Mark 10: 46-52: Ignatian Contemplation


Praying with your imagination is a great way to let God speak to you. As you pray, pay attention to your feelings and emotions, such as fear, happiness, joy, hope, peace, faith, love. Read through it, and use the steps as you try this prayer the first time. If you feel like changing something, or doing it your own way that feels better, go for it. Don’t worry about “doing it right.” Follow whatever leads you closer to God, and to his healing, mercy, love, faith, and hope.


Today, we invite you to pray with the Gospel of Mark through an Ignatian contemplation. In chapter 10 of Mark’s Gospel, Jesus heals the Bartimaeus, a blind man, who then, having been healed, follows Jesus “on the way.” This scene happens before Jesus arrives in Jerusalem for his confrontation with the religious authorities, the Last Supper, his Passion, his death, and his Resurrection.


This story is a great passage with which to perform an Ignatian contemplation: the desire of Bartimaeus to meet Jesus burns brightly on the page and the compassionate response of Jesus to Bartimaeus demonstrates the love and mercy of Jesus as few other passages do. Like many passages from the Gospel of Mark, the healing of Bartimaeus radiates intense emotions and so can charge the imagination.


Settle into whatever position you intend to pray, whether that is sitting in a comfortable chair, kneeling, lying down, or walking. Then, take a moment to relax, paying careful attention to your breathing and posture.


Begin your prayer by asking God for the grace that you seek: search your heart and speak to God about what you want most.

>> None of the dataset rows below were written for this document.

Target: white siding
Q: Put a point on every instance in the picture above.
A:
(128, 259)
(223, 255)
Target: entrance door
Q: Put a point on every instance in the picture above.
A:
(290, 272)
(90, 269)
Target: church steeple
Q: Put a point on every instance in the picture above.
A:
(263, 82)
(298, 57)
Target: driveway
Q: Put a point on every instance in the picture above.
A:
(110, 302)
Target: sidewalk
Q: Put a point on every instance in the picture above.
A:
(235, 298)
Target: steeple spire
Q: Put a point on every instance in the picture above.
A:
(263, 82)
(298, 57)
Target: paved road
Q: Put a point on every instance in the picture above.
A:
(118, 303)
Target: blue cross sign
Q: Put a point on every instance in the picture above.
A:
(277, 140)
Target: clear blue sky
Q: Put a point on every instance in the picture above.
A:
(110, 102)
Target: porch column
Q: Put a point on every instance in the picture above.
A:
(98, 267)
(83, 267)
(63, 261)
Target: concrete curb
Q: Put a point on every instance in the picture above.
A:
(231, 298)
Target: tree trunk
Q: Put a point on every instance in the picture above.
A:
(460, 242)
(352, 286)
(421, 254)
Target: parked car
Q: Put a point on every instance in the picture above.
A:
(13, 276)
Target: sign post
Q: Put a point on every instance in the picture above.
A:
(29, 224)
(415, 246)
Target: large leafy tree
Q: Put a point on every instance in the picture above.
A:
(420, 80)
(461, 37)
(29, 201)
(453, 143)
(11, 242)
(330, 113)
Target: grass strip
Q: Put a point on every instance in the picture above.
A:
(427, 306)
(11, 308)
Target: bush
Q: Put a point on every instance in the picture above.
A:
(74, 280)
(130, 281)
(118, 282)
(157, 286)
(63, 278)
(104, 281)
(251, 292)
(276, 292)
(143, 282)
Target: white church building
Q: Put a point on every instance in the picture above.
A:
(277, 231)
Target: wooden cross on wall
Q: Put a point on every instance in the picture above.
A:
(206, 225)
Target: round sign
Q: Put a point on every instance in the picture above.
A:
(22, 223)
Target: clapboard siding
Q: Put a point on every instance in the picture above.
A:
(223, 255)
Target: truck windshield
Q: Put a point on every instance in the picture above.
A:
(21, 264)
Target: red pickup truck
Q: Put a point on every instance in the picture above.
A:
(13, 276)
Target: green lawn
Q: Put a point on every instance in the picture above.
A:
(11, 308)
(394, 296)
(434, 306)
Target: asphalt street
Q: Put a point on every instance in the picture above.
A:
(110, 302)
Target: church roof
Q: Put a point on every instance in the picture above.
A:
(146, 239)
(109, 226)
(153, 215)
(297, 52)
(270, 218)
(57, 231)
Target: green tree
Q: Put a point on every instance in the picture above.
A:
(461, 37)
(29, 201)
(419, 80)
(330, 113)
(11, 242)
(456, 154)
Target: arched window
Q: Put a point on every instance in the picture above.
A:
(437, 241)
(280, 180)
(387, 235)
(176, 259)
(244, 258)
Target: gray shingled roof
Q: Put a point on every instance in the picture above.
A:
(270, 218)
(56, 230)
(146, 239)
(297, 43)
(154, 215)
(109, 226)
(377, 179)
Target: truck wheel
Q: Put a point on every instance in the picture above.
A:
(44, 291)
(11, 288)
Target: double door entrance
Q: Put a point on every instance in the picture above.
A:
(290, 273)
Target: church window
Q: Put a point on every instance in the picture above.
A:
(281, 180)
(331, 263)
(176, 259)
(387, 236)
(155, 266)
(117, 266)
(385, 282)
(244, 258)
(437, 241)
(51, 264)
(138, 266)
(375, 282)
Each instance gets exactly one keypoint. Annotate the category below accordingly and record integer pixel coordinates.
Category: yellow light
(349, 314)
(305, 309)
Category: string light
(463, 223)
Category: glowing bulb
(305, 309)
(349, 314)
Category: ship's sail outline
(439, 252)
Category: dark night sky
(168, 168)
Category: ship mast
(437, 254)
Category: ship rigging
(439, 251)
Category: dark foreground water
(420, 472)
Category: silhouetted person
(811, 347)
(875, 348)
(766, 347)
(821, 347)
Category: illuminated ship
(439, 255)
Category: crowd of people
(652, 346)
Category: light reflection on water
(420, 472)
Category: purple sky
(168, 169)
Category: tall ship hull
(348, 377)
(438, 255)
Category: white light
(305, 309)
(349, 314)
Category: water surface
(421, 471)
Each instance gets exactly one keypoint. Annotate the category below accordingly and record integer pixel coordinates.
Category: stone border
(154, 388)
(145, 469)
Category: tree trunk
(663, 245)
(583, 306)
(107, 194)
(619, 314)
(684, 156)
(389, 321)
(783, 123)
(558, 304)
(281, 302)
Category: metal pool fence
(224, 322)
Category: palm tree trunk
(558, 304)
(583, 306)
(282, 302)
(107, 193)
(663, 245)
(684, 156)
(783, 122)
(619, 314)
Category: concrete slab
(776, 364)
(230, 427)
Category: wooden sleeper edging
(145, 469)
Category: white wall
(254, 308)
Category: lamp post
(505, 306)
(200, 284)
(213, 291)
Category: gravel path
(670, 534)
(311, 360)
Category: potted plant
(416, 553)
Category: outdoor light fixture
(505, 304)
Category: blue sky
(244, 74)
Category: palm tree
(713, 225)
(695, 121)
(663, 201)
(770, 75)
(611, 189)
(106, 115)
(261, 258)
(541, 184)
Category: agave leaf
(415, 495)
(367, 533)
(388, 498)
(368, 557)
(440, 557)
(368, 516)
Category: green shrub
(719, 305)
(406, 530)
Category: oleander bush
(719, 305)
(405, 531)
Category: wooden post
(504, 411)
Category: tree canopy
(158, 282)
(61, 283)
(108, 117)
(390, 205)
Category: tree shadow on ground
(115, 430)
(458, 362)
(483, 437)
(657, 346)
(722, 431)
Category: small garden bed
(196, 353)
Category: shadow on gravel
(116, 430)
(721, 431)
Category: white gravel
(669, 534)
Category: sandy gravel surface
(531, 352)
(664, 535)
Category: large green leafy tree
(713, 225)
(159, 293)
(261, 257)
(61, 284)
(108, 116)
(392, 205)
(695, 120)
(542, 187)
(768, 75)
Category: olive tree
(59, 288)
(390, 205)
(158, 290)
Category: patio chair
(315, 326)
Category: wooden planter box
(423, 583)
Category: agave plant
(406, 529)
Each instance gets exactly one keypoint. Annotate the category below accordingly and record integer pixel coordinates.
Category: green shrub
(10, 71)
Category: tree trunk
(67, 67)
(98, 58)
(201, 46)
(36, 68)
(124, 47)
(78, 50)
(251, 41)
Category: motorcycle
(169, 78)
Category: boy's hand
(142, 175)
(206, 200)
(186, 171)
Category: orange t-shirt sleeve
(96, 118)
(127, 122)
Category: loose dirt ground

Then, read through Mark 10:46-52 once, paying close attention to the details. Once you have read through the passage, immerse yourself fully into the story, as if you were really there:

  • The healing of Bartimaeus takes place on the road to Jerusalem up from Jericho, a famous road in the Bible. What do you see around you? How many people are there? What are they doing? What do they look like?

  • The road from Jericho to Jerusalem is the path pilgrims took to the temple of Jerusalem; it is also the road where, in the Parable of the Good Samaritan, robbers attacked a traveler, leaving him near death. How does it feel to travel along such a road rich in meaning? Are you afraid to be in a dangerous place? Or are you happy to be part of a pilgrimage to Jerusalem, the great city of David?

  • Ignatian contemplations are meant to engage all your senses, including smell and even taste. As you enter the scene, what scents fill your nose?

  • Lastly, we are meant to hear the word of God in an Ignatian contemplation. As the scene unfolds before you, what do you hear? What are people talking about?

Read the passage one more time. Put yourself completely in the scene. Who are you? Are you sitting with Bartimaeus? Are you part of the crowd with Jesus? Don’t worry about trying to do the “right thing”, just let yourself imagine.


Now, hear Bartimaeus cry out. What does he say? What does he look like to you? How would you describe his demeanor or attitude? How do his words resonate with you and your desires? Pay attention to your feelings in your heart.


The crowd reacts to Bartimaeus. You react to Bartimaeus. How does the crowd react to him? Do they ignore him? Tell him to shut up? Or are they compassionate to him, sharing in his desire to be heard by Jesus? Which is your reaction? Pay attention to your feelings in your heart.


Then Jesus stops. How does he seem? Imagine his face, taking time to see his expression in full. How does he react to Bartimaeus? What do you hear him say? Pay attention to your feelings in your heart.


Whatever Jesus says, you see Bartimaeus leap up and run to Jesus. How does Bartimaeus seem to you? Eager? Desperate? Hopeful? Then, you hear Jesus ask Bartimaeus, “What do you want me to do for you?” How does Bartimaeus react to the question? What does he say to Jesus? Again, what do you feel in your heart?


Jesus gives Bartimaeus his sight. Then, Jesus turns to you and starts speaking with you. Imagine His compassion. Jesus asks you the question he asked Bartimaeus: what do you want me to do for you? What do you want to say to him? Again, what do you feel in your heart?


Finally, take some time to talk to Jesus. Tell Him what you want, what you are grateful for, how you are feeling. And let Him speak to you in your imagination.


End with a short prayer, and thank God for His gifts.


Questions to Consider when you finish your prayer:

  1. What moment stood out to me most as I contemplated the scene?

  2. What did I feel during my prayer?

  3. What did God say to you? What did you say to God?

  4. What do I take away from this experience of prayer?